ABCDEFGHIJ0123456789

year <dbl>	sex <chr>	name <chr>	n <int>	prop <dbl>
1880	F	Mary	7065	0.07238359
1880	F	Anna	2604	0.02667896
1880	F	Emma	2003	0.02052149
1880	F	Elizabeth	1939	0.01986579
1880	F	Minnie	1746	0.01788843
1880	F	Margaret	1578	0.01616720

tail(babynames) # same

ABCDEFGHIJ0123456789

year <dbl>	sex <chr>	name <chr>	n <int>	prop <dbl>
2017	M	Zyhier	5	2.55e-06
2017	M	Zykai	5	2.55e-06
2017	M	Zykeem	5	2.55e-06
2017	M	Zylin	5	2.55e-06
2017	M	Zylis	5	2.55e-06
2017	M	Zyrie	5	2.55e-06

names(babynames) # same

[1] "year" "sex"  "name" "n"    "prop"

If you have done the above and produced sane-looking output, you are ready for the next bit. Use the code below to create a new data frame called arvind.

my_name_data <-
  babynames %>%
  filter(name == "Arvind" | name == "Aravind") %>%
  filter(sex == "M")

The first bit makes a new dataset called my_name_data that is a copy of the babynames dataset- the %>% tells you we are doing some other stuff to it later.
The second bit filters our babynames to only keep rows where the name is either Arvind or Aravind (read | as “or”.)
The third bit applies another filter to keep only those where sex is male.

Let’s check out the data.

my_name_data

ABCDEFGHIJ0123456789

year <dbl>	sex <chr>	name <chr>	n <int>	prop <dbl>
1970	M	Arvind	5	2.620e-06
1972	M	Arvind	8	4.780e-06
1975	M	Arvind	7	4.310e-06
1976	M	Arvind	5	3.060e-06
1977	M	Arvind	9	5.260e-06
1978	M	Arvind	6	3.510e-06
1979	M	Arvind	7	3.910e-06
1980	M	Arvind	6	3.230e-06
1981	M	Arvind	8	4.300e-06
1982	M	Arvind	6	3.180e-06

glimpse(my_name_data)

Rows: 61
Columns: 5
$ year <dbl> 1970, 1972, 1975, 1976, 1977, 1978, 1979, 1980, 1981, 1982, 1983,…
$ sex  <chr> "M", "M", "M", "M", "M", "M", "M", "M", "M", "M", "M", "M", "M", …
$ name <chr> "Arvind", "Arvind", "Arvind", "Arvind", "Arvind", "Arvind", "Arvi…
$ n    <int> 5, 8, 7, 5, 9, 6, 7, 6, 8, 6, 7, 7, 7, 13, 8, 11, 6, 8, 12, 10, 1…
$ prop <dbl> 2.620e-06, 4.780e-06, 4.310e-06, 3.060e-06, 5.260e-06, 3.510e-06,…
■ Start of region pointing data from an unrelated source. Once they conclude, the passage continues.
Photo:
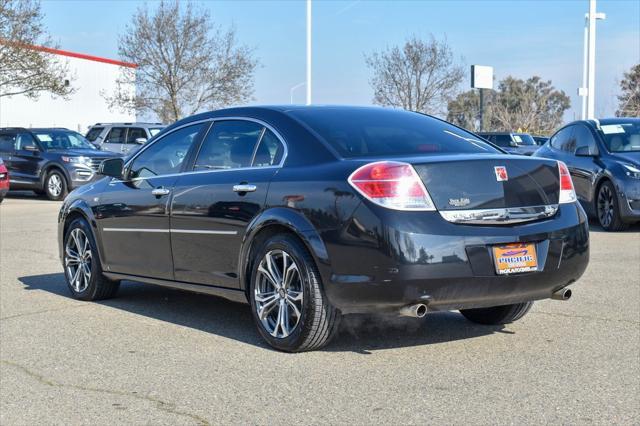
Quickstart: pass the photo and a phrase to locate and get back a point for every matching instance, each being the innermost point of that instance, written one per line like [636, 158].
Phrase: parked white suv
[122, 137]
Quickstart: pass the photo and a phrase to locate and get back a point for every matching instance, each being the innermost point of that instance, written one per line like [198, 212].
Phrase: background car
[307, 213]
[513, 143]
[4, 180]
[540, 140]
[122, 137]
[49, 161]
[604, 161]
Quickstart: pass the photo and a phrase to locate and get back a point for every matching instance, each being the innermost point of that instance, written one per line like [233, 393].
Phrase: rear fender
[297, 224]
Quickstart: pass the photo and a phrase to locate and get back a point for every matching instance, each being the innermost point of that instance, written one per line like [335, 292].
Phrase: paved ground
[159, 356]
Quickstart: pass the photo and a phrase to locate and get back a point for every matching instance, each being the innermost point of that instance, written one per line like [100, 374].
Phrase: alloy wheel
[54, 185]
[606, 206]
[77, 260]
[278, 293]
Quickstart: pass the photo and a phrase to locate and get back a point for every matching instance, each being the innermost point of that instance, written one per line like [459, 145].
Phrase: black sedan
[604, 161]
[49, 161]
[307, 213]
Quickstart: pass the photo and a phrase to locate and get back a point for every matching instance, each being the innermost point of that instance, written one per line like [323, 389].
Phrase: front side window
[116, 135]
[167, 154]
[229, 145]
[93, 133]
[135, 133]
[60, 139]
[583, 137]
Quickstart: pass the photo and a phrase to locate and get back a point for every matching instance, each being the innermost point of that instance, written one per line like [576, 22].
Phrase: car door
[115, 139]
[584, 169]
[213, 205]
[133, 213]
[26, 162]
[134, 133]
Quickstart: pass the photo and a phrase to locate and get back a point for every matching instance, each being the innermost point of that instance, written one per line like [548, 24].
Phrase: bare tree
[184, 64]
[420, 76]
[629, 99]
[25, 66]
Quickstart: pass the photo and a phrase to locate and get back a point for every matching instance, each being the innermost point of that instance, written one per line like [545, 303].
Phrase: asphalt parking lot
[159, 356]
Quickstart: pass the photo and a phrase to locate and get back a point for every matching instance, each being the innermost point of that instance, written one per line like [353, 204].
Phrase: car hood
[84, 153]
[628, 157]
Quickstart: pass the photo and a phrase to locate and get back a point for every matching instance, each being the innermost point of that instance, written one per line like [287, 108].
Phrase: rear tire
[497, 315]
[608, 209]
[310, 321]
[55, 185]
[81, 264]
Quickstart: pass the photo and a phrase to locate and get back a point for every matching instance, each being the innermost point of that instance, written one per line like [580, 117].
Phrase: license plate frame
[515, 258]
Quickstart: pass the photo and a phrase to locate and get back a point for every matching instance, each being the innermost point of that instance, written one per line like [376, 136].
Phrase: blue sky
[519, 38]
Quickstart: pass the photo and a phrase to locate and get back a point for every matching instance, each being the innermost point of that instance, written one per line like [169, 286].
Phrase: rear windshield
[94, 133]
[376, 132]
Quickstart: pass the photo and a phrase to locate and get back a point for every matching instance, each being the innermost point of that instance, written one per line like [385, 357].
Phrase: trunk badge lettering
[459, 202]
[501, 173]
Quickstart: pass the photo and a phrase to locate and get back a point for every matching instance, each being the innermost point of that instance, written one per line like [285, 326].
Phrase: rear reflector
[393, 185]
[567, 193]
Again, if you have sane-looking output here, move along to plotting the data!

plot <-
  ggplot(my_name_data, aes(
    x = year,
    y = prop,
    group = name,
    color = name
  )) +
  geom_line()

Now if you did this right, you will not see your plot!
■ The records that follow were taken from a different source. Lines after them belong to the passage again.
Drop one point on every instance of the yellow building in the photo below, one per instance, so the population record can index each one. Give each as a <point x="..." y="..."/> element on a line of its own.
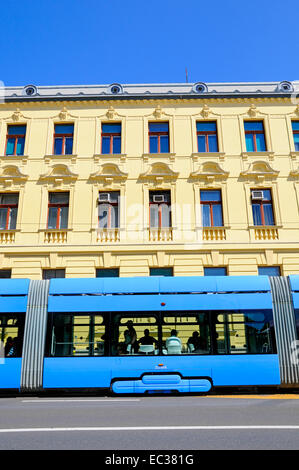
<point x="149" y="179"/>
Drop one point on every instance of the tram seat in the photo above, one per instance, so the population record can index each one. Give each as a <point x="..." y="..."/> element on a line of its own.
<point x="147" y="348"/>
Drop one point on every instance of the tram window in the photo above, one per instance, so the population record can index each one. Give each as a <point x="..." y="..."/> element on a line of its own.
<point x="11" y="334"/>
<point x="134" y="335"/>
<point x="186" y="334"/>
<point x="77" y="335"/>
<point x="245" y="333"/>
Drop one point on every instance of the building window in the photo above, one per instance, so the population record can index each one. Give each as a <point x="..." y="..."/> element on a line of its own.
<point x="109" y="209"/>
<point x="107" y="272"/>
<point x="269" y="270"/>
<point x="255" y="136"/>
<point x="111" y="138"/>
<point x="211" y="208"/>
<point x="8" y="211"/>
<point x="262" y="209"/>
<point x="158" y="137"/>
<point x="215" y="271"/>
<point x="160" y="209"/>
<point x="295" y="127"/>
<point x="5" y="273"/>
<point x="207" y="137"/>
<point x="161" y="271"/>
<point x="53" y="273"/>
<point x="15" y="140"/>
<point x="58" y="210"/>
<point x="63" y="139"/>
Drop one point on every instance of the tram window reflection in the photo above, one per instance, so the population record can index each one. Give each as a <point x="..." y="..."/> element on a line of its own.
<point x="11" y="334"/>
<point x="135" y="335"/>
<point x="186" y="333"/>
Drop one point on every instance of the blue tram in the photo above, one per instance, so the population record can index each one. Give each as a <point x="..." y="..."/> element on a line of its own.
<point x="153" y="334"/>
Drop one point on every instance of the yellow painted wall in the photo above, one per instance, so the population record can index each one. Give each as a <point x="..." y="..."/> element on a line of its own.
<point x="232" y="170"/>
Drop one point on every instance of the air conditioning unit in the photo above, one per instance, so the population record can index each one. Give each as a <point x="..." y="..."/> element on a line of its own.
<point x="104" y="197"/>
<point x="159" y="198"/>
<point x="257" y="195"/>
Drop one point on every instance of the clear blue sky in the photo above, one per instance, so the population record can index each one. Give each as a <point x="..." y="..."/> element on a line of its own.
<point x="52" y="42"/>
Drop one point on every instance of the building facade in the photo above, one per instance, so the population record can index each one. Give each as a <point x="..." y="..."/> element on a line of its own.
<point x="139" y="180"/>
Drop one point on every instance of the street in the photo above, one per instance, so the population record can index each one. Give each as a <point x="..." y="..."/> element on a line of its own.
<point x="240" y="422"/>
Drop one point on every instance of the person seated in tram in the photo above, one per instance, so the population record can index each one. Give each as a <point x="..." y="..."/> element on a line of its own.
<point x="131" y="343"/>
<point x="173" y="343"/>
<point x="147" y="340"/>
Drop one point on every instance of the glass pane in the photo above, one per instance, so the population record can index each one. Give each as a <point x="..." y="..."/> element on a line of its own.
<point x="104" y="215"/>
<point x="161" y="272"/>
<point x="210" y="195"/>
<point x="249" y="143"/>
<point x="164" y="144"/>
<point x="12" y="218"/>
<point x="165" y="212"/>
<point x="52" y="217"/>
<point x="153" y="144"/>
<point x="108" y="272"/>
<point x="179" y="336"/>
<point x="16" y="130"/>
<point x="138" y="336"/>
<point x="206" y="126"/>
<point x="260" y="142"/>
<point x="201" y="143"/>
<point x="269" y="270"/>
<point x="111" y="128"/>
<point x="217" y="215"/>
<point x="64" y="213"/>
<point x="154" y="215"/>
<point x="3" y="218"/>
<point x="296" y="142"/>
<point x="206" y="215"/>
<point x="105" y="145"/>
<point x="116" y="145"/>
<point x="268" y="214"/>
<point x="68" y="146"/>
<point x="20" y="146"/>
<point x="10" y="146"/>
<point x="58" y="146"/>
<point x="213" y="144"/>
<point x="64" y="128"/>
<point x="59" y="198"/>
<point x="215" y="272"/>
<point x="253" y="126"/>
<point x="158" y="127"/>
<point x="256" y="212"/>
Because we saved the ggplot with a name (plot), R just saved the object for you. But check out the top right pane in RStudio again: under the Environment pane you should see plot, so it is there, you just have to ask for it. Here’s how:

plot

Make a new name plot

Edit my code above to create a new dataset. Pick 2 names to compare how popular they each are (these could be different spellings of your own name, like I did, but you can choose any 2 names that are present in the dataset). Make the new plot, changing the name of the first argument arvind in ggplot() to the name of your new dataset.

Save and share

Save your work so you can share your favorite plot with us. You will not like the looks of your plot if you mouse over to Export and save it. Instead, use ggplot2’s command for saving a plot with sensible defaults:

help(ggsave)

ggsave("file_name_here.pdf", plot) # please make the filename unique!

That’s it! You have created and saved your first chart in R!!!